President Donald Trump on Monday defended media conglomerate Sinclair Broadcast Group’s “fake news” promotional spots, which forced local television anchors from Sinclair-owned local television stations across the country to mimic Trump’s attacks on the press.
“So funny to watch Fake News Networks, among the most dishonest groups of people I have ever dealt with, criticize Sinclair Broadcasting for being biased,” Trump tweeted on Monday. “Sinclair is far superior to CNN and even more Fake NBC, which is a total joke.”
A video mashup of anchors from Sinclair-owned stations reading from the same script decrying “fake” news went viral over the weekend, and was covered by national news outlets. CNN’s Brian Stelter, a media columnist, covered the Sinclair promos on his show on Sunday. “It’s another example of how this company’s politics are trickling down to local stations,” Stelter said.
Trump’s Monday morning tweet effectively drew more attention to the controversy around the spots.
Jared Kushner, Trump’s son-in-law, struck a deal with Sinclair in 2016 to have the company’s stations give more favorable coverage to Trump. Sinclair hired former Trump campaign aide Boris Epshteyn, who films pro-Trump segments that the company forces its stations to run.

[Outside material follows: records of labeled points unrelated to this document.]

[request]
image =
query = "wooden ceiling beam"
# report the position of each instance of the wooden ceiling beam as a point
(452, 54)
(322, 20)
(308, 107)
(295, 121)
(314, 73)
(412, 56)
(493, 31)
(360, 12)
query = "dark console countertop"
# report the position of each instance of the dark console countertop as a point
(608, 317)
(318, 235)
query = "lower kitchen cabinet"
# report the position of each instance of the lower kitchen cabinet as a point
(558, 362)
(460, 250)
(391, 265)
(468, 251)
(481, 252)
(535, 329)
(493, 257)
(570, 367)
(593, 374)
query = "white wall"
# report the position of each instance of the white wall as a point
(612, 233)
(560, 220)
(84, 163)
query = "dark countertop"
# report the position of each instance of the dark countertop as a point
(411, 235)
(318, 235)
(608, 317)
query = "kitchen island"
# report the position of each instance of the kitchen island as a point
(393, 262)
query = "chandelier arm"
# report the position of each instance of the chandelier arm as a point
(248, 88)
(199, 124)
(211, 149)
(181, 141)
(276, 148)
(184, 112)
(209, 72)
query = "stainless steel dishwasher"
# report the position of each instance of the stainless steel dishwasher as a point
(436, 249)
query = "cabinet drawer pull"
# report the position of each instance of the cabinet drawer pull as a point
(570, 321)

The viral script that local anchors were forced to read tracks closely to the attacks Trump has made on the media.
“We are concerned about a troubling trend of irresponsible, one-sided news stories plaguing our country,” the anchors say in the script. “The sharing of biased and false news has become all too common on social media. More alarming, some media outlets publish these same fake stories without checking facts first.”
John Oliver also drew attention to the Sinclair spots Sunday night on his HBO show Last Week Tonight, calling them “propaganda.”
Aside from highlighting the promotional spots, Oliver also touched on other Sinclair pieces that ran — including an investigation into the “deep state” that Trump conspiracy theorists think is trying to undermine the president.
“When you see just how many local stations were forced to read it, and you watch them together, as many have been doing online in the past couple of days, you begin to realize the true effect of Sinclair’s reach and power,” Oliver said.
He added, “Nothing says we value independent media like dozens of reporters forced to repeat the same message over and over again like members of a brainwashed cult.”
Sinclair is currently in negotiations for a $3.9 billion deal to buy Tribune Media, which owns 42 local TV stations.